January 21, 2008—The American Society of Safety Engineers (ASSE) urges companies to start the new year by conducting a comprehensive safety, health, and environmental (SH&E) audit, which ASSE says is an important tool of a world-class safety program, contributing greatly to reducing on-the-job injuries and illnesses and protecting a company’s assets.
When conducting an SH&E audit, safety professionals should use a specific checklist or protocol that reflects internal conformance requirements, legal and regulatory compliance, and good industry- specific practice, notes ASSE. These tools will provide the basis for management decisions affecting the organization’s SH&E programs, and will identify loss leaders that impact a company’s bottom line and compliance gaps.
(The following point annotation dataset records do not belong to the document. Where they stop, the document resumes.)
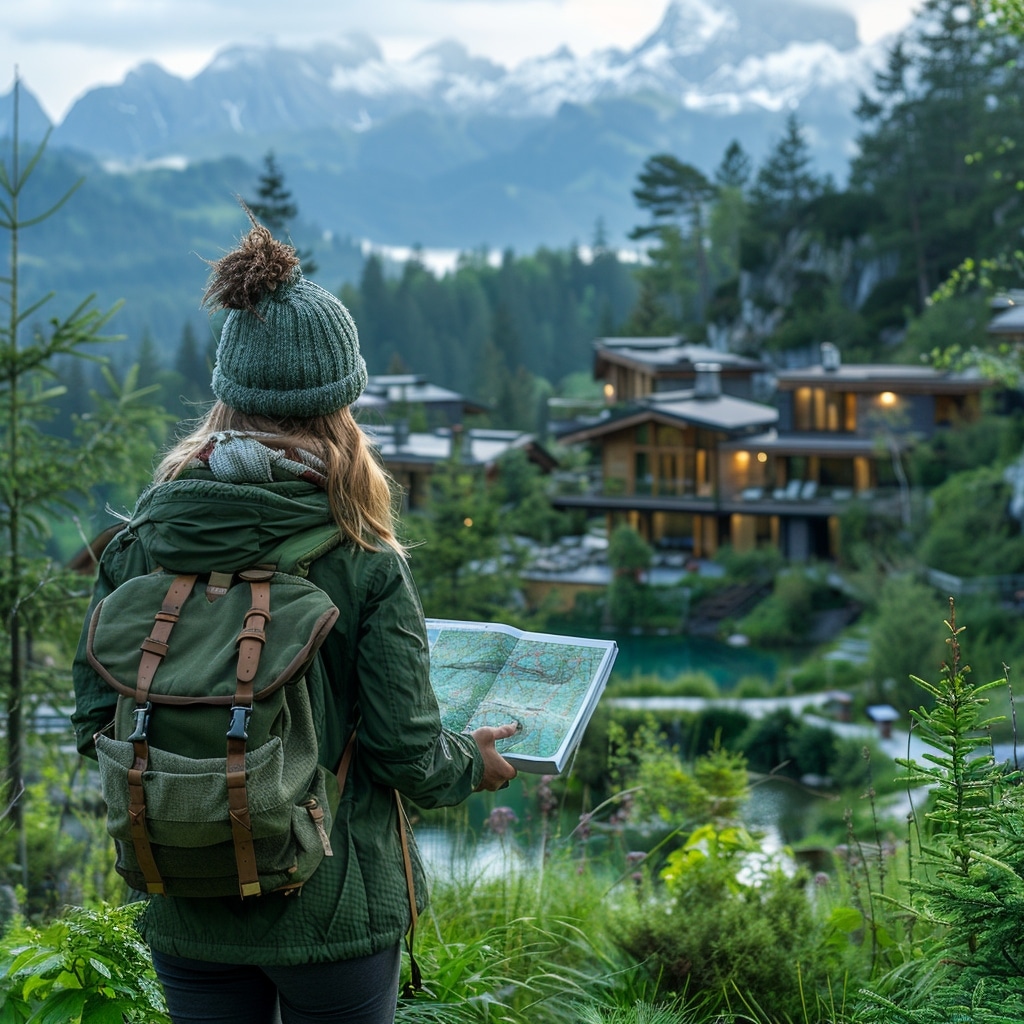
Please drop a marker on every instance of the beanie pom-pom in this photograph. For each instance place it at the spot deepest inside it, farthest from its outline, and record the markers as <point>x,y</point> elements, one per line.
<point>256,268</point>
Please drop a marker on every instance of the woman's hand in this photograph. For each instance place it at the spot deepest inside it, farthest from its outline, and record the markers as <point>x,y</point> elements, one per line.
<point>497,771</point>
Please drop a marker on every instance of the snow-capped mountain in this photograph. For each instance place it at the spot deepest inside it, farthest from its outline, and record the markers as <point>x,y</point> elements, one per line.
<point>721,56</point>
<point>449,148</point>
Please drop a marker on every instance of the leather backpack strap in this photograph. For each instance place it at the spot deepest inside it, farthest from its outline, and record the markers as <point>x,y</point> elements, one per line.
<point>415,983</point>
<point>345,763</point>
<point>250,643</point>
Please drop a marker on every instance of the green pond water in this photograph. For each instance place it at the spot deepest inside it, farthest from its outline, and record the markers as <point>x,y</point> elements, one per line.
<point>669,656</point>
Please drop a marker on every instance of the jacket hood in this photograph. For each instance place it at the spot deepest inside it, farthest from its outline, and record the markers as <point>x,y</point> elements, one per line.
<point>198,522</point>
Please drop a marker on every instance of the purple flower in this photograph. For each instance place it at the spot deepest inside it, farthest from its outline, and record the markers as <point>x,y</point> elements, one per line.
<point>500,819</point>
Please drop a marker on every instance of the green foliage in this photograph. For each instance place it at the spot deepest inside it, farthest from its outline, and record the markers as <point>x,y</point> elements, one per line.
<point>688,684</point>
<point>901,639</point>
<point>756,565</point>
<point>493,333</point>
<point>726,916</point>
<point>46,476</point>
<point>456,549</point>
<point>88,967</point>
<point>785,615</point>
<point>526,511</point>
<point>970,531</point>
<point>629,557</point>
<point>968,880</point>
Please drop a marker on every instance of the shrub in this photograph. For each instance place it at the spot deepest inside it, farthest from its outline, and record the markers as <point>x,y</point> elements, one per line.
<point>85,966</point>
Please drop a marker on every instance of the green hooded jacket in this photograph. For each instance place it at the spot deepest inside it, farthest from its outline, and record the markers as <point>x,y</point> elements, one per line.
<point>376,669</point>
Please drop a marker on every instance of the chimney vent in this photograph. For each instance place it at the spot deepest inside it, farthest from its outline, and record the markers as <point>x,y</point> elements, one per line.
<point>708,382</point>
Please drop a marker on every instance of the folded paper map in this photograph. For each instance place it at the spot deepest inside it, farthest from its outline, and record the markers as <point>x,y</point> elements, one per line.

According to ASSE, a comprehensive SH&E audit process should include:
- reviewing the record of accidents, injuries, and illnesses sustained by employees since the previous audit;
- analyzing the resources devoted to identifying and controlling hazards, to employee training, and to safety motivation and recognition;
- ascertaining the extent to which various levels of management are actively involved in accident prevention;
- evaluating the results of physical inspections of the premises and observations of personnel performing operations that accident records show have been hazardous; and
- developing timely and effective corrective action plans to mitigate hazards identified during the audit in order to prevent reoccurrence.
The American National Standards Institute’s (ANSI) A10.39-1996 (R2005) standard Construction Safety and Health Audit Program, a standard which establishes an internal method of measuring safety and health program compliance, is a tool the construction industry uses for SH&E auditing.